The location at which the traumatic load is applied on the articular surfaces is another important factor affecting the subsequent response of joint structures and tissues. Loads are transferred at many points within the joint’s range of motion in response to the mechanical demands that arise during daily activities of living, and in a traumatic event, the magnitude of the applied load can be abnormally high compared to what is normally transferred at a given point in that range. For example, in a study with paired human cadaveric knee joints, Atkinson and Haut [17] applied both fracture and subfracture loads across the patellofemoral joint with the knee positioned in different flexion angles. For the subfracture loads, 45 % of the impact energy required to fracture the contralateral knee was applied. But even at this lower load, microfractures of the subchondral and trabecular bone and fissures of the articular surface occurred at every flexion angle that was studied; damage varied with flexion angle but always coincided with the patellofemoral contact region.

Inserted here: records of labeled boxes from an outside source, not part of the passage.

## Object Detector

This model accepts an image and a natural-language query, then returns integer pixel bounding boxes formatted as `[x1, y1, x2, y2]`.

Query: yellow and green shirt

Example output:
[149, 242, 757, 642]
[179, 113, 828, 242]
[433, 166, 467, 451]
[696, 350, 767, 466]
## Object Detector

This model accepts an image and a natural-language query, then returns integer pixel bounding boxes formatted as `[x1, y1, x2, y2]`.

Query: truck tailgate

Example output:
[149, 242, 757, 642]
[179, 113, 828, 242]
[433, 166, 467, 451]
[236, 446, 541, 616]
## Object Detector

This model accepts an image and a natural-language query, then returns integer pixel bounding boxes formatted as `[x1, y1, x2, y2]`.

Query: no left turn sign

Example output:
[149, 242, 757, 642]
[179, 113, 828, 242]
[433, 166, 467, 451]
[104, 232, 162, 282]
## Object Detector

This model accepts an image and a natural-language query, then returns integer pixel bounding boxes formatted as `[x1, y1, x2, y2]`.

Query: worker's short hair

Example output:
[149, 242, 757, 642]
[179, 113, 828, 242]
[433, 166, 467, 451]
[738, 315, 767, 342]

Most blunt impact models utilize an open arthrotomy to expose the joint surface, enabling direct application of the indenter in a known location. Recently, Furman et al. [18] developed a closed-joint mouse model of intra-articular fracture in which a cradle holds the animal’s knee while a wedge-shaped indenter mounted to the actuator of a material testing machine applies the necessary fracture load. The complexity of the fracture is correlated with the energy imparted to the joint. Eight weeks after fracture, proteoglycan loss occurs in the articular cartilage and the subchondral plate thickens. Developing such mouse models allows not only for impact loads to be applied in a more physiological manner but also provides the opportunity to study genetic factors associated with PTA [19].


Joint Stability


While much has been learned from models of blunt trauma that vary load magnitude and location in a static or quasistatic fashion, an appreciation of how alterations in joint loading affects PTA requires consideration of joint kinematics. The musculoskeletal system functions to provide controlled motions, so factors that affect joint motion critically affect skeletal performance. Controlled motion implies joint stability, in which the joint maintains an appropriate functional position throughout its range of motion [2]. Thus, a stable joint can move through a normal range of motion, transferring the functional loads without pain and producing normal intensity stresses and strains in the joint tissues.

Stable joints have one position of joint equilibrium for any particular functional loading situation. Neither small additional increments of load nor small changes in the direction of the functional load produce rapid, large changes in the contact position. For example, if a knee joint is supporting a flexion moment, the application of a small tibial torque should not produce a sudden, large angular displacement. Stable joints also maintain contact between surfaces covered by cartilage, an important consideration in PTA; edge loading at the periphery of the joint surfaces does not occur in normal joints but can occur during a traumatic event.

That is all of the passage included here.